Como uno de los pecados de Guasón (quizás el más notorio) implica una suerte de spoiler (ese reciente espanto que se ha vuelto cuestión de Estado), sólo diremos de él que es una vuelta demasiado fácil del guion, que pone en tela de juicio todo el relato. Pero bueno, a esta altura del siglo XXI se entiende que películas como Qué bello es vivir o Doce monos hayan sido olvidadas hasta por la crítica. Otro de los pecados de Guasón es que copia, no recrea, estéticas de films de la que quizás sea la última década dorada de Hollywood, la de 1970. Y en ese afán por recrear estéticas como si esa época hubiera sido realmente así, como luce en las películas, olvida que Gotham City no puede parangonarse a Nueva York, San Francisco, Filadelfia o Washington, porque es un ente puramente ficcional. Guasón no es Taxi driver, Mi vida es mi vida, El último deber, Harry y Tonto, Contacto en Francia o Alicia ya no vive aquí, por citar algunos títulos referenciales o azarosos. Guasón proviene de un universo cuyo anclaje con la realidad es sólo paradigmático, poético: el universo del cómic. Y si se aparta a Arthur Fleck (nombre original de quien será conocido como Guasón) de este mundo arquetípico, es posible que se quiebre el verosímil y que la irrupción de una realidad posible demande una indispensable solidez dramática. Por ejemplo, habría que haberse profundizado en situaciones, características, detalles, que nos indicaran cuál es la patología de Arthur Fleck, no hacerla tan gráfica y unívoca. En ese sentido Guasón debiera haber mirado mejor Atrapado sin salida que el costado violento de las películas de Scorsese. Para llegar a ese costado violento, Martin Scorsese apeló, siempre, al tempo interno con el que sus actores hacían reaccionar a sus criaturas, y al crescendo dramático de la música no para acentuar momentos de la historia, sino para crear el paisaje sonoro del ambiente que habitan esos personajes. En Guasón la utilización de la música, lejos de darle dramatismo al relato, lo torna grave y banal, caótico y estrepitoso, sin objeto.

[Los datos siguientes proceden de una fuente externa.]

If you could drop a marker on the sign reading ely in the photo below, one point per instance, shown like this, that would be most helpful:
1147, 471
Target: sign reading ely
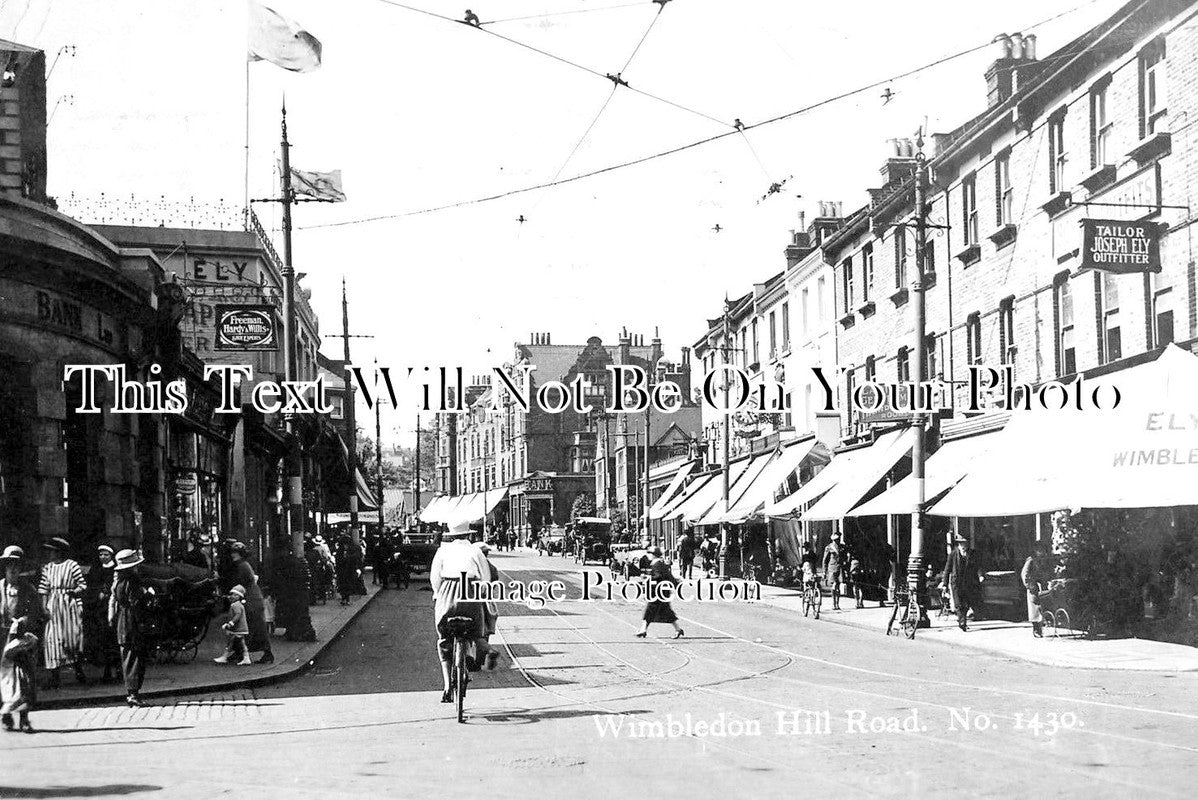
1120, 247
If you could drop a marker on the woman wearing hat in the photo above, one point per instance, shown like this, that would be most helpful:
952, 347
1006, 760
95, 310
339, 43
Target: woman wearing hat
98, 636
62, 587
242, 574
659, 611
18, 598
458, 557
126, 612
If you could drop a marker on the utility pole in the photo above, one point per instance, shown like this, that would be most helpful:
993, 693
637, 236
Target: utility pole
350, 412
300, 628
917, 580
727, 436
416, 489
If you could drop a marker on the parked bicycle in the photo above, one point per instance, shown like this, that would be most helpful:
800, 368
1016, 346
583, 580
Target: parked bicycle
905, 614
459, 677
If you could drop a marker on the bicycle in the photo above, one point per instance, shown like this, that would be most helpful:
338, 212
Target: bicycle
812, 598
459, 630
908, 619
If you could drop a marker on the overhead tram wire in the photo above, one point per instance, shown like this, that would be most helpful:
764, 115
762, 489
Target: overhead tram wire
558, 59
690, 145
564, 13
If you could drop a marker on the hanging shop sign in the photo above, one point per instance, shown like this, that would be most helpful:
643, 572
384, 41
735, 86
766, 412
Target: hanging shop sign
246, 327
1120, 247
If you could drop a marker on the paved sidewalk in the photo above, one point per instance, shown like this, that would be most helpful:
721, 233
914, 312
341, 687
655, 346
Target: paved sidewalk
201, 674
1010, 638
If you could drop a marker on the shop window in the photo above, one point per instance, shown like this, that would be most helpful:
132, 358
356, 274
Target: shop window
1107, 288
1063, 310
1057, 156
1153, 89
969, 208
973, 338
1162, 308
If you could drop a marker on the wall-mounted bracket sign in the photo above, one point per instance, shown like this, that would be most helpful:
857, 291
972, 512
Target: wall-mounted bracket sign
247, 327
1120, 246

¿Qué actores podrían haber interpretado a este Arthur Fleck en una hipotética obra maestra de aquellos tiempos? Uno de esos actores bien podría haber sido Paul Muni. Otro, James Cagney. Otro más: Ernest Borgnine. Y el más extraño de todos, a lo mejor por olvidado, Ned Beatty. Cuatro actores cuyo rango dramático iba de la ternura a la brutalidad sin escalas, que podían ofrecer otra imagen del cuerpo sin necesidad de modificarlo, cuya mirada adquiría el brillo de la situación más que el reverbero del contexto. Sin embargo, este es un ejercicio bastante tonto para llevar adelante, porque esta clase de películas no podría haberse hecho en ese pasado, cuya cercanía a los horrores de la humanidad de entonces causaba desequilibrios reales, en absoluto ficticios. El cine de ayer, hoy, está al alcance de la mano. Hay muchas más plataformas virtuales que contienen aquellas imágenes que las que uno conoce. Lo que no hace obra maestra a Guasón no es la cita o el homenaje a otras formas u otros títulos; es su pereza por no investigarlos en su esencia, en su impacto en las audiencias a las que fueron destinadas, en el sentido que adquirieron por refractar la materialidad de la existencia. Y porque Guasón no invita al espectador a cuestionarse lo que ve: le sirve en su plato deliberadamente ajado un menú cuya propuesta, lamentablemente, tiene gusto rancio.